1st AD bids farewell to two soldiers killed in Iraq
Stars and Stripes August 19, 2006
FRIEDBERG, Germany — It’s been a rough month for this community, home of the 1st Armored Division’s 1st Brigade Combat Team.
“As we’re all now aware, our community has sustained a major loss with the deaths of Sgt. Beste and Staff Sgt. Storey,” Chaplain (Capt.) Robert D. Crawford said during a memorial service for the two men Friday.
Staff Sgt. Clint J. Storey, 30, of Enid, Okla., and Sgt. Bradley H. Beste, 22, of Naperville, Ill., both died when a makeshift bomb exploded near their Humvee during a combat patrol in Ramadi, Iraq, on Aug. 4.
Both men were members of Troop F, 1st Cavalry Regiment (Brigade Reconnaissance Troop), which is part of 1st Brigade Combat Team.
They are the troop’s only fatalities, and hopefully its last, said Capt. Denis Wagner, the unit’s rear detachment commander. The post has lost four other soldiers since Aug. 4.
After getting Purple Hearts for injuries they got in Iraq, both men returned to duty on the front lines. Both received their second Purple Hearts at their funerals in the U.S. on Wednesday. Both were proud to be cavalry scouts, one of the most dangerous jobs in the Army.
But when it came to style, Beste and Storey were nothing alike.
Beste was remembered for his quiet demeanor.
“My first impression was here is a young man who is the ideal quiet professional,” said Wagner, who was Beste’s platoon leader until December 2005. “This impression held throughout the time I knew him.”
Storey, on the other hand, was known for his intense and nonstop energy.
“He could play cards all night long [and] as long as he had a cup of coffee and a Red Bull the next day, he was good to go,” Crawford said.
Still, both men were dedicated to the unit, Wagner said.
Soon after the unit got orders for Iraq, Beste got orders to leave the troop.
“He fought those orders to stay with the unit because he could not fathom going to war with any other unit,” Wagner said.
Beste was assigned to Troop F right out of training in May 2003, and he deployed twice with the unit. His first hitch was a 15-month stint in Iraq, during which he earned his first Purple Heart.

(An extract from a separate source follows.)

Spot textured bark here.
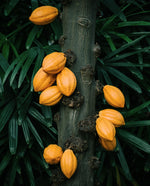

Storey came to the unit in September 2005 after three years of recruiting duty. He was looking forward to becoming a section sergeant, but the command had other ideas, Wagner said. Storey, who Wagner said was the go-to guy, was made the headquarters platoon sergeant, a position of greater responsibility.
“His love for his job only paled in comparison to his love for his wife, Melissa, and daughter, Adela, better known to everyone as ‘Peanut,’” Wagner said.
The soldiers and families of Ray Barracks, who gathered to remember the lives of Beste and Storey, woke to news that another soldier stationed at Ray Barracks had died in Iraq on Wednesday. That soldier, the 13th Friedberg-based troop killed in seven months of fighting in Iraq, has not yet been identified pending notification of next of kin.